Vachon is a big, physical player that is nearly impossible to keep away from the cage, and if he puts up another historic season, it will be impossible to deny him his spot in the annals of Bay State lacrosse.

Small Programs Looking to Make a Leap

Central Mass has no shortage of up-and-coming programs, and each is fighting through growing pains, while trying to earn respectability in the increasingly competitive CMass lax scene. In only its second season as a varsity squad, Hopedale jumped from 3 to 7 wins, while Monty Tech went from a 2-15 afterthought, to a 7-9 squad that nearly made the state tournament in 2015.

Throw in a Northbridge team that clearly has athletes, a Bromfield program that appears to be on the rise, and a Blackstone Valley Tech team that always seems to be in the playoff picture under coach Anthony Comoforti, and you've got a solid contingent of small-school teams that could all take the next step this year.

Will they? Who knows, but as the game grows, it's great to see these smaller and new programs finding success as well. Perhaps one of them will experience playoff lacrosse this season.


Anonymous said...

Let the games begin!!!

Anonymous said...

Is LaForge committed?

Joe Parello said...

I haven't updated our recruiting database since the summer, but according to his Twitter he's committed to UMass Lowell. Once I start talking to coaches and players more frequently, I'll do a big recruiting update.

Anonymous said...

I believe LaForge is a "verbal" commit. Which is a non-binding agreement. Up and until the signing of a Letter of Intent, the athlete and/or the institution may back out for any reason either has. I am happy for the young man and believe he will be an asset to UML.
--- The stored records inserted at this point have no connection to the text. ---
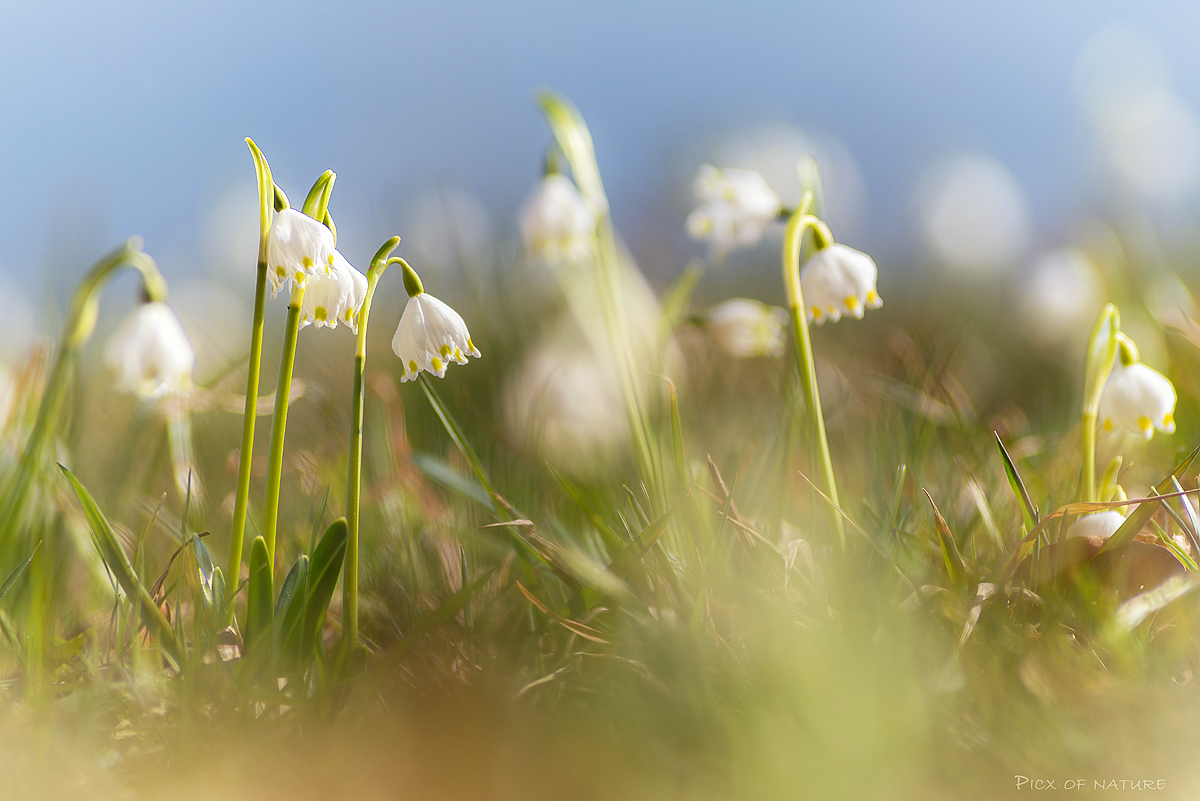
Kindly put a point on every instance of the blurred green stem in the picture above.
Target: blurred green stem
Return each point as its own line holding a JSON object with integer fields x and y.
{"x": 316, "y": 206}
{"x": 79, "y": 325}
{"x": 354, "y": 479}
{"x": 237, "y": 536}
{"x": 797, "y": 224}
{"x": 1102, "y": 349}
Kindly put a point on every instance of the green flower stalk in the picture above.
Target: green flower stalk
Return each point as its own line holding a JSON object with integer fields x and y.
{"x": 797, "y": 224}
{"x": 354, "y": 479}
{"x": 1102, "y": 350}
{"x": 267, "y": 196}
{"x": 298, "y": 246}
{"x": 79, "y": 325}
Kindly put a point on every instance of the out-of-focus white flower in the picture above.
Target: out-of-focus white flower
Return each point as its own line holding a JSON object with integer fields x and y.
{"x": 1061, "y": 295}
{"x": 431, "y": 335}
{"x": 837, "y": 281}
{"x": 149, "y": 354}
{"x": 299, "y": 247}
{"x": 1139, "y": 399}
{"x": 329, "y": 300}
{"x": 557, "y": 222}
{"x": 736, "y": 208}
{"x": 1103, "y": 524}
{"x": 973, "y": 214}
{"x": 745, "y": 327}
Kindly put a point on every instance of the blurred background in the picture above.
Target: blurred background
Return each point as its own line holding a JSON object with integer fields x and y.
{"x": 949, "y": 134}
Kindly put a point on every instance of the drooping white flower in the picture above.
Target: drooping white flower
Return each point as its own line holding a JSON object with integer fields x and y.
{"x": 299, "y": 247}
{"x": 745, "y": 327}
{"x": 736, "y": 208}
{"x": 1103, "y": 524}
{"x": 557, "y": 222}
{"x": 329, "y": 300}
{"x": 149, "y": 354}
{"x": 1139, "y": 399}
{"x": 431, "y": 335}
{"x": 837, "y": 281}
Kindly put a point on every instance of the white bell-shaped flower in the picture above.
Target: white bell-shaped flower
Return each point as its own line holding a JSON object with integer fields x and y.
{"x": 557, "y": 222}
{"x": 736, "y": 206}
{"x": 149, "y": 354}
{"x": 299, "y": 247}
{"x": 1139, "y": 399}
{"x": 837, "y": 281}
{"x": 329, "y": 300}
{"x": 431, "y": 335}
{"x": 745, "y": 327}
{"x": 1103, "y": 524}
On the larger scale the whole verbal commit thing for Soph, Fresh and, yes, even Eighth graders or younger, is silly. Knowing some college coaches and having discussed this with them, it is often a way for colleges to "take kids off the board" so other schools are dis-incentivized from recruiting the player and /or may dis-incentivize the student athlete from looking at other schools.

I don't know if this is an issue in other sports, but it seems prevalent in Lax.

Anyway, enjoy the upcoming season folks!

Gene Kapuscienski said...


Congrats on being in the 300 club!!!. Good luck with the upcoming season!!!